Thanks for the updates! The current version is better than the previous one, but I think the code could be further simplified and more structured -- please check the comments for possible updates.

lolipopshock commented 3 years ago

I've also carefully checked the code, and added some changes. Some key updates:

  1. improve the downloading logic -- it will remove the tar file when downloaded, and check the existence of the untar'ed files.
  2. further simplify the layoutmodel.py, removing unnecessary variables and definitions.

Please note, you mentioned in the previous version that paddle mode may support specifying batch_size during inference, however that variable was never used.
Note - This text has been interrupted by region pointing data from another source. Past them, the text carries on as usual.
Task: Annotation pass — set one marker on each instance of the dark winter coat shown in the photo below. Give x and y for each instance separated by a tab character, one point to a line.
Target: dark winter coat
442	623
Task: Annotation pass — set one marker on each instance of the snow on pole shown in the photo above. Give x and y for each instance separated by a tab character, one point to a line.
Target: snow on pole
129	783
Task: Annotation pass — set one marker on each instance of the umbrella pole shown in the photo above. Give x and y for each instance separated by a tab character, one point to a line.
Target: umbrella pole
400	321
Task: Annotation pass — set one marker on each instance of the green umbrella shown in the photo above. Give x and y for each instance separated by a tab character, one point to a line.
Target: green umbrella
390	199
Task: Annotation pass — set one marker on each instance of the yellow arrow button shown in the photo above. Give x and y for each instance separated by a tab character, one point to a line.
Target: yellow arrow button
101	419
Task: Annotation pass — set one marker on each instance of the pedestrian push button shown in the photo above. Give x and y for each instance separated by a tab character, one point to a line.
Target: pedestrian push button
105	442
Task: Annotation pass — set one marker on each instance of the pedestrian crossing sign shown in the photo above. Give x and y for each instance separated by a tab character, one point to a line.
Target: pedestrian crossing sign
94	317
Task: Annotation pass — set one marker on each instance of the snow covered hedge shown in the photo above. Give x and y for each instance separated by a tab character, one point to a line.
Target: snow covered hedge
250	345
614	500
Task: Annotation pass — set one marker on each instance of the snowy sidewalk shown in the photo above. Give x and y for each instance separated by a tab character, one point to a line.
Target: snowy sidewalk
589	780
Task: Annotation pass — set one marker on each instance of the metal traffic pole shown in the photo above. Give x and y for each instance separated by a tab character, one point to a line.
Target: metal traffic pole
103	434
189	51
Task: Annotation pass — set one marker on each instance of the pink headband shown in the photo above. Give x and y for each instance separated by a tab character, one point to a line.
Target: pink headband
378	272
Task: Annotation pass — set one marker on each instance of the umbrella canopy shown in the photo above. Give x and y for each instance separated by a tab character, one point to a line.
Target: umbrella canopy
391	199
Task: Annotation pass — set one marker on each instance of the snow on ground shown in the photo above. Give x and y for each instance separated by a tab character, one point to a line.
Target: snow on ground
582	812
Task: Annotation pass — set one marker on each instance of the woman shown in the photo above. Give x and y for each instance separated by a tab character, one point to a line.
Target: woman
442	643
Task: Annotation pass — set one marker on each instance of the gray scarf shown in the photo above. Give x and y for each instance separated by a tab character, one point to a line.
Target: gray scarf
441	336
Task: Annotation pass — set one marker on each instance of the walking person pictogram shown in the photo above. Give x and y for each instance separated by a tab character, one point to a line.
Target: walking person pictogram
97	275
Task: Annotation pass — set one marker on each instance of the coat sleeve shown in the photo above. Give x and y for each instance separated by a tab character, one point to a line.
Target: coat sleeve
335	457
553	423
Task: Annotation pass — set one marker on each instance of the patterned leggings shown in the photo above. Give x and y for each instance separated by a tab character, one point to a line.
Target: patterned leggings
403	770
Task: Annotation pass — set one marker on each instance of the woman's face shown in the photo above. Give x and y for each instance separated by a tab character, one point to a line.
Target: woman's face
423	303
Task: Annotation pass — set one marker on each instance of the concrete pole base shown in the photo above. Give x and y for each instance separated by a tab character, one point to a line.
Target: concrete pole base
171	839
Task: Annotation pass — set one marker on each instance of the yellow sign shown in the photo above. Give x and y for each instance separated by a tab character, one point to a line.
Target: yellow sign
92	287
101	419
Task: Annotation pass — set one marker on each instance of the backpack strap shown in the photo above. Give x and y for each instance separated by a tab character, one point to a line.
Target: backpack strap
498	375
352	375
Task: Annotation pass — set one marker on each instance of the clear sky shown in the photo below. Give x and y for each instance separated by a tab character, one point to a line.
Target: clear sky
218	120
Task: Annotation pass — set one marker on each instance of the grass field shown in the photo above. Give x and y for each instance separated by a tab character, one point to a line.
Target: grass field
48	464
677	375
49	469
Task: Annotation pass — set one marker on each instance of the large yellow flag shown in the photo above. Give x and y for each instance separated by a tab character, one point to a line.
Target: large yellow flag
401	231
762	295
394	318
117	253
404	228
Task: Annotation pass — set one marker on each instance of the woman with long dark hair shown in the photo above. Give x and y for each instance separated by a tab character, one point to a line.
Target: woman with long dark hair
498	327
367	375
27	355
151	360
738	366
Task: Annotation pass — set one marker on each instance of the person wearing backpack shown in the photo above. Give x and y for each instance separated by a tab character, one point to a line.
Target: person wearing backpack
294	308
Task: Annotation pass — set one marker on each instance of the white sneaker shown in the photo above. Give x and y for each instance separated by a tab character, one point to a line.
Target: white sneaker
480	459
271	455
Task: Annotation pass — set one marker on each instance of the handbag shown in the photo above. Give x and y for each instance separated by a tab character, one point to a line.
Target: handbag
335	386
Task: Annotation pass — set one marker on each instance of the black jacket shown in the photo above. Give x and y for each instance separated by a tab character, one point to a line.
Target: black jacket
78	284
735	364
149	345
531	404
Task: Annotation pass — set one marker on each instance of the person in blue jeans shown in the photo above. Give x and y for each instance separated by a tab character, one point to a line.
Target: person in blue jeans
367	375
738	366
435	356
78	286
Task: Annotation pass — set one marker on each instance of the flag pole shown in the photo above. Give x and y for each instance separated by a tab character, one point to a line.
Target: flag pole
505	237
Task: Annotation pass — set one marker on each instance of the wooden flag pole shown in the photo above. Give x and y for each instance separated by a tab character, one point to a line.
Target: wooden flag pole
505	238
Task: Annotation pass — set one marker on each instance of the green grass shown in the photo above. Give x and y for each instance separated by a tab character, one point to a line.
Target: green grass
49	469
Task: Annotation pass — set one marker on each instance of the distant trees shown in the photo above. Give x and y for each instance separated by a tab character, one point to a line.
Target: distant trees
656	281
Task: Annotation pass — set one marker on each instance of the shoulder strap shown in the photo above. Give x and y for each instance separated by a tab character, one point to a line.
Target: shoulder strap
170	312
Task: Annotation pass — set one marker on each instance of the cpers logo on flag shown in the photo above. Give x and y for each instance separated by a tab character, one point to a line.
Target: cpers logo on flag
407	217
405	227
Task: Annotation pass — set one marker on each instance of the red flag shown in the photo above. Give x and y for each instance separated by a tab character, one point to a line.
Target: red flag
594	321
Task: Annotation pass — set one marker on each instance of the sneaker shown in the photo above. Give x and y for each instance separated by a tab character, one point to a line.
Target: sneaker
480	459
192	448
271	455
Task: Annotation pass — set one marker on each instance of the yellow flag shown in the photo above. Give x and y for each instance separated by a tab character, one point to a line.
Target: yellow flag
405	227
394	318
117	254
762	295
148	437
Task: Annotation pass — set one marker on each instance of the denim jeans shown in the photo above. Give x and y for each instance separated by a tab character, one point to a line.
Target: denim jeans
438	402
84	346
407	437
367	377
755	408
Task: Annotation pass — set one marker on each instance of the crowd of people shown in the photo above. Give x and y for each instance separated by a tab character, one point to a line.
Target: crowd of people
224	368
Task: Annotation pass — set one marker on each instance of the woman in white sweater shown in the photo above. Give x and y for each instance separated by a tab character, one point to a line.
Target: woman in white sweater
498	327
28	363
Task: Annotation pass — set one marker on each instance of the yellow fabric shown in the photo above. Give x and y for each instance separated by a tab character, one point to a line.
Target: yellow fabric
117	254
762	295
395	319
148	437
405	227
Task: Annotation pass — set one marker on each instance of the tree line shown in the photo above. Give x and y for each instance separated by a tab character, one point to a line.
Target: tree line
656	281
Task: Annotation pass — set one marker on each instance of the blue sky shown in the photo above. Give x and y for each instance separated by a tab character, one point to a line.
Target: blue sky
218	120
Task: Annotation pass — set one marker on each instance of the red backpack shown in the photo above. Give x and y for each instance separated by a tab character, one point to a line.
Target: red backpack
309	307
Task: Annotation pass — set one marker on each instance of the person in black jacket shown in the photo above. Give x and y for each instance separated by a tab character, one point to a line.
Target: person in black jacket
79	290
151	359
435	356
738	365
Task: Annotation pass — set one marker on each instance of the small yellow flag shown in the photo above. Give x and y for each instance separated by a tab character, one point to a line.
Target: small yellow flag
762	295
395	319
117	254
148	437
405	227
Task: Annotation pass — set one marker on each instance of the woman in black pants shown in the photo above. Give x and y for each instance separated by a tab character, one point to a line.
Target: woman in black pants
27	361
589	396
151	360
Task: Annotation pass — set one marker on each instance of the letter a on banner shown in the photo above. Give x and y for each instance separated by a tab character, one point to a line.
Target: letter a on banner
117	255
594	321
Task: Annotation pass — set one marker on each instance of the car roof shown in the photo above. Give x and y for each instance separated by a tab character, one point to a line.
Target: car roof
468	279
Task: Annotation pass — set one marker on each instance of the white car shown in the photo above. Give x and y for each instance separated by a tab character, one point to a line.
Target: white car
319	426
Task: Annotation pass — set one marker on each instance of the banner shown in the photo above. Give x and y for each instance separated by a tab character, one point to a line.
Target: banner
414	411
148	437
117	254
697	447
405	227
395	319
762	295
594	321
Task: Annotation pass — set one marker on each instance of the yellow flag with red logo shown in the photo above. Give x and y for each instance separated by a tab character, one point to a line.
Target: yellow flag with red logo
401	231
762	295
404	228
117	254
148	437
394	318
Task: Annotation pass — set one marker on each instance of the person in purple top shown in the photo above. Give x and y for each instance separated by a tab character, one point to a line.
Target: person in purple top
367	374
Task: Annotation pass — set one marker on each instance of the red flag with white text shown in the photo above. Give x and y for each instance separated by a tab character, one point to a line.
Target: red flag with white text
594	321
And in the future we might need to move the paddle model to dropbox/aws as the downloading speed is \~2MB/s in US, taking around 2\~3 minutes to download the whole model, which might be suboptimal.

Otherwise I think this PR is ready to be merged - please take a quick look and let me know if the new changes are OK. Thanks for the great work!

littletomatodonkey commented 3 years ago

I've also carefully checked the code, and added some changes. Some key updates:

  1. improve the downloading logic -- it will remove the tar file when downloaded, and check the existence of the untar'ed files.
  2. further simplify the layoutmodel.py, removing unnecessary variables and definitions.

Please note, you mentioned in the previous version that paddle mode may support specifying batch_size during inference, however that variable was never used.

And in the future we might need to move the paddle model to dropbox/aws as the downloading speed is ~2MB/s in US, taking around 2~3 minutes to download the whole model, which might be suboptimal.

Otherwise I think this PR is ready to be merged - please take a quick look and let me know if the new changes are OK. Thanks for the great work!

Hi, thanks for your new changes, which further simplifies the code.

an1018 commented 3 years ago

The changes are ok for me,too.

Through this repo and the whole modification process, I also learned a lot. Thank you very much!

lolipopshock commented 3 years ago

I've also carefully checked the code, and added some changes. Some key updates:

  1. improve the downloading logic -- it will remove the tar file when downloaded, and check the existence of the untar'ed files.
  2. further simplify the layoutmodel.py, removing unnecessary variables and definitions.

Please note, you mentioned in the previous version that paddle mode may support specifying batch_size during inference, however that variable was never used. And in the future we might need to move the paddle model to dropbox/aws as the downloading speed is ~2MB/s in US, taking around 2~3 minutes to download the whole model, which might be suboptimal. Otherwise I think this PR is ready to be merged - please take a quick look and let me know if the new changes are OK. Thanks for the great work!

Hi, thanks for your new changes, which further simplifies the code.

  • For the model download source, it is ok to support dropbox/aws, but we hope baidu source is the prior choice since there are also many developers in China.
  • Batch size is not used in the code, which is just designed for the expansion, thanks for your check.
  • The changes are ok for me, thanks for your careful review again!

I think ultimately we'll provide better downloading support, e.g., mirrored downloading sites and or something mentioned in #43 . At that time, ppl from different regions can choose the best downloading methods accordingly.